Так и сегодня профессор самодовольно ввалился в помещение, кишащее суетливыми первокурсниками, неуверенно перешептывающимися и шелестящими новой канцелярией. Его появление осталось незамеченным: вчерашние школьники были слишком заняты успокаиванием нервишек перед первой в своей жизни лекцией.
Григорий кинул свои учебники, что с громким грохотом приземлились на преподавательский стол: хочешь привлечь к себе внимание и добиться тишины — сам стань источником шума. В кабинете, озаряемом яркими солнечными лучами, повисла звенящая тишина, и на преподавателя уставились сотни пар глаз.
Он запрыгнул на парту с ногами и хищно оскалился, глядя на студентов сверху вниз: хочешь, чтобы тебя запомнили — совершай сумасбродные поступки, вызывающие непонимание.
— Я не буду писать свое имя на доске, — Григорий подал голос, еле как слез со стола, едва не распластавшись на коричневом паркете, и начал вальяжно расхаживать по аудитории со сведенными за спиной руками, — вы можете даже не забивать себе голову такой ненужной информацией. А за все эти годы, поверьте дяде, вам придется научиться разграничивать всю поступающую в ваш мозг информацию на нужную и ненужную, и пока вы не обладаете столь необходимым навыком, я сделаю это за вас. Можете звать меня Господом Всемогущим, можете — хуем собачим, мне, честно говоря, до едрени фени.
Профессор закончил приветственную речь, замер посреди аудитории и торжественно улыбнулся от уха до уха, удовлетворенно ловя непонимающие удивленные взгляды, подобно стоящей на сцене после успешного дебюта актрисе, которая со слезами счастья на глазах ловит шикарные букеты от поклонников.
— Нет единой концепции литературы, как и нет единой парадигмы, которая претендует на главенство. Литература — это пустой белый лист. Не пройдет и секунды после брошенного вами на него взгляда, как лист преобразится. В ваших глазах его изменит собственная картина мира. Хотя не удивляйтесь, если позже она переменится вновь, — ровным тоном хрипловатого голоса вещал Григорий первокурсникам материал вводной лекции, болтая ногами, свисающими с парты, на которую он, в конце концов, уселся и перестал метаться по кабинету, отвлекая студентов своими механическими действиями.

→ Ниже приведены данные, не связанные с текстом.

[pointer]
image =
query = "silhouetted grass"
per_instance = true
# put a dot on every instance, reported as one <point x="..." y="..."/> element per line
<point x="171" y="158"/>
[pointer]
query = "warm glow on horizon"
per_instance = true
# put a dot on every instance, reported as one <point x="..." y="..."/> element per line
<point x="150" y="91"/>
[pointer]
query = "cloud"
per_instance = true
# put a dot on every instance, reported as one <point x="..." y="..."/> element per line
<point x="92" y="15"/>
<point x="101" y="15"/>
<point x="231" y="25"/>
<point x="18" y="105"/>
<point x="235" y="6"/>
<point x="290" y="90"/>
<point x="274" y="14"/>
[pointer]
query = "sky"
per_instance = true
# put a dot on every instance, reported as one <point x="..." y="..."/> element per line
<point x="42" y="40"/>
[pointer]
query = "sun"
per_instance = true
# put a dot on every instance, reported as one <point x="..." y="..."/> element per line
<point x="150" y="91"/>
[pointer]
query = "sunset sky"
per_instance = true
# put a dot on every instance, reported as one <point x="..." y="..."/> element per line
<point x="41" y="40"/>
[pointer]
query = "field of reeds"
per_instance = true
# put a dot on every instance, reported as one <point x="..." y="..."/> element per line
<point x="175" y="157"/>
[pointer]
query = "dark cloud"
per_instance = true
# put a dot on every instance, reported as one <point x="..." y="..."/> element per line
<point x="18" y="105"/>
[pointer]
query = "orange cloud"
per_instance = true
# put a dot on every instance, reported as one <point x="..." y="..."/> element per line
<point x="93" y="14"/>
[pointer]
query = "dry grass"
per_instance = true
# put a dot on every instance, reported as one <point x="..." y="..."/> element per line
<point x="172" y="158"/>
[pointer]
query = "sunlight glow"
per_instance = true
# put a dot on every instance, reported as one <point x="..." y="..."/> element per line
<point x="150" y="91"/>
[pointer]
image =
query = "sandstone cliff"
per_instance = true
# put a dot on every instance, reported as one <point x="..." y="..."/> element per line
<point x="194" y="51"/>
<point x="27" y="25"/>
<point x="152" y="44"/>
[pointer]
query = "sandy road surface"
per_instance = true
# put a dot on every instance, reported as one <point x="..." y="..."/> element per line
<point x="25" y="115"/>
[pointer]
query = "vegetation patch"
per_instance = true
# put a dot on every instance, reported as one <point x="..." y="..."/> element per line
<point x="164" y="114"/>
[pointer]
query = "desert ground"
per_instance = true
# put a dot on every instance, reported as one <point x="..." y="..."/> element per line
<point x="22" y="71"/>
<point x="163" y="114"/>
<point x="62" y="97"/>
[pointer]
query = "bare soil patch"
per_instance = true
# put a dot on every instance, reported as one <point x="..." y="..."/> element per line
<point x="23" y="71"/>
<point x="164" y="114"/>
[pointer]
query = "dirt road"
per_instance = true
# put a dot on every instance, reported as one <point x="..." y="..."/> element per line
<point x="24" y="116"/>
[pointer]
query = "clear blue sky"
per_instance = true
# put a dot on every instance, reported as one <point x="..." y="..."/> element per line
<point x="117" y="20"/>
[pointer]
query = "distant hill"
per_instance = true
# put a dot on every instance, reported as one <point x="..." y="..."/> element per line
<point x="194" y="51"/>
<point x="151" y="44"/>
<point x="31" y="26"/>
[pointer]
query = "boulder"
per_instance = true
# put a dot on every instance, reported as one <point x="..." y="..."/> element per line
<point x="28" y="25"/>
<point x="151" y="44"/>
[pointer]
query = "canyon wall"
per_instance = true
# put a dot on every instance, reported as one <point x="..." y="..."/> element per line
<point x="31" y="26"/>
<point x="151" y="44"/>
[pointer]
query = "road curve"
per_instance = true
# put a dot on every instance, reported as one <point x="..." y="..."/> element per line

Невольно вспомнился теплый майский вечер, когда он в той же аудитории рассказывал то же самое прошлогодним первокурсникам. Под конец первого года обучения студенты должны были прослушать уже другой материал, но Григорию было необходимым убедиться в том, что в несмышленых головушках уложились основы основ, а в эффективности преподавания коллеги, которую в тот день пришлось замещать, он уверен не был.
— Почему же она переменится? — послышался тогда нежный голос с контрастирующим бойким вызовом в нем.
— Не существует ничего более подвижного, чем человеческие картины мира. Они подвластны многим факторам, — поспешил объяснить Григорий, попутно пытаясь рассмотреть в сотне студентов отчаянного смельчака, решившегося задать вопрос: обычно во время его лекций аудиторию стабильно наполняла тишина, перебиваемая лишь его размеренной речью.
— А каким факторам подвластна ваша картина, профессор?
То была первая встреча Григория с лучшей женщиной студенткой в его жизни и его первое поражение в напряженной битве, которая велась по сей день: он не знал ответа на ее вопрос.